# Raw Co-op in Orange County



## Cooperpooperscooper (Jan 25, 2015)

Hello Everyone, 
Does anyone know of a raw Co-op in or around Orange County? Mine may not be doing mass orders anymore. 

Thanks in advance

Yannelly


----------



## einspänner (Sep 8, 2012)

@Spy Car Any ideas?


----------



## Spy Car (Sep 3, 2014)

einspänner said:


> @Spy Car Any ideas?


The big once (SoCal BARF) closed, but I believe there is an Orange County (aimed) successor group. I'm blanking on the name.

Another resource is Creston Valley Meats, which offers delivery service to parts of OC.

Bill


----------



## Cooperpooperscooper (Jan 25, 2015)

Sorry for the late reply!

the successor group form Socal BARF may no longer be doing orders, which is why i need ot fin alternatives. I am looking into Creston Valley Meats. A bit pricey, but I like the variety. 

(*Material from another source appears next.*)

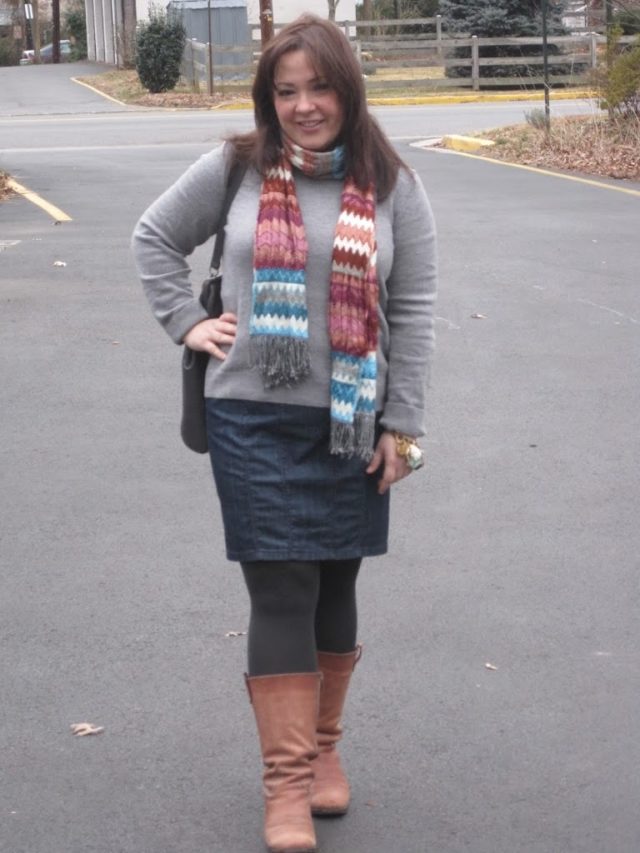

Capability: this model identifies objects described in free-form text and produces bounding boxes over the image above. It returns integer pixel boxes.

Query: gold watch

Bill- do you know if the 1 pound packets of ground meats are balanced and have bone or is it something i have to figure out? 

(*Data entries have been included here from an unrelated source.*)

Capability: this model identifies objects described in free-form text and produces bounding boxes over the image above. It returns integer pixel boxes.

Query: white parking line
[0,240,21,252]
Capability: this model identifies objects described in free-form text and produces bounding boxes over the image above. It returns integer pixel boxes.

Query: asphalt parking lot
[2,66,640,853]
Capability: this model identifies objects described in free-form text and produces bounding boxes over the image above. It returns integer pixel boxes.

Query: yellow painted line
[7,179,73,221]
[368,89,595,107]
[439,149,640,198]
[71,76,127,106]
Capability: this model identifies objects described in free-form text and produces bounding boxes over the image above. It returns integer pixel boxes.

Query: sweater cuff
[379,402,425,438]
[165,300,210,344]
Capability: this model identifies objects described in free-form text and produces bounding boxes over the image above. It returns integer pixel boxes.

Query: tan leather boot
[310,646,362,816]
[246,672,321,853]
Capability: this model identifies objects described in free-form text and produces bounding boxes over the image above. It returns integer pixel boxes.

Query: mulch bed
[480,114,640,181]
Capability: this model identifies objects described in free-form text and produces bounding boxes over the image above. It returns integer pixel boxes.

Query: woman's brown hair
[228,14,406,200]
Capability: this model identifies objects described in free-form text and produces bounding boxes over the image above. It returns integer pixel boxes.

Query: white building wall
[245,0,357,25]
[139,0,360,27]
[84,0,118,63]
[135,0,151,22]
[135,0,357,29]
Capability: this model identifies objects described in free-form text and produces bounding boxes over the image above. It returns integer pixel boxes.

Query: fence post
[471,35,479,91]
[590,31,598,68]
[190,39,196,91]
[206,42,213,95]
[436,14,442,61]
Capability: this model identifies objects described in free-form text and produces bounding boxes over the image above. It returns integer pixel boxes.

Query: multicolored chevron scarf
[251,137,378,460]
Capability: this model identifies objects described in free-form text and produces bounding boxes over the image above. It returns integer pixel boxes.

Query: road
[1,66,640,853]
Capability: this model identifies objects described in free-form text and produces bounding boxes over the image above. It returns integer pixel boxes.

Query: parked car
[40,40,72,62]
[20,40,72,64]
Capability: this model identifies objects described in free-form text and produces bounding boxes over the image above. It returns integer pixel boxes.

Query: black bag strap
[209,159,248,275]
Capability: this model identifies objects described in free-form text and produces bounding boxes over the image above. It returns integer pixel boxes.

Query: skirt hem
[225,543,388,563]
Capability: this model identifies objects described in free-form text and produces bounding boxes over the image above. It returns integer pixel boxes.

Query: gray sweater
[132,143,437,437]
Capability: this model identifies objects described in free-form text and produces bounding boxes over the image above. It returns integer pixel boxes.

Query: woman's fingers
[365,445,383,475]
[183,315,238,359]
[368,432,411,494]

I had to spend 3 hours at the emergency vet. A bit of miscommunication between my dad and I caused cooper a little too much bone in his intestine which caused a lot of vomiting. I basically constipated my dog with bone . I feel like a bad mom. He does get a prepared whole ground chicken from a a supplier at the farmers market, but cooper like like ot crunch on bone so he gets picky when eating it. Im trying to find what works best and what he will eat.


----------



## Spy Car (Sep 3, 2014)

Cooperpooperscooper said:


> Sorry for the late reply!
> 
> the successor group form Socal BARF may no longer be doing orders, which is why i need ot fin alternatives. I am looking into Creston Valley Meats. A bit pricey, but I like the variety.
> 
> ...


I don't believe any of the ground products from Creston Valley aim for "balance." The grinds are expensive and often contain fruits and vegetables, so I tend to order whole parts from them.

Sorry that Cooper was feeling poorly. You may remember we met him 2 summers (?) back at the Huntington Beach Dog Beach. He is a handsome Vizsla.

I'm very risk-averse with regard to bones and stick mostly to bone-in chicken myself.

I hope by now Cooper is totally on the mend.

Bill


----------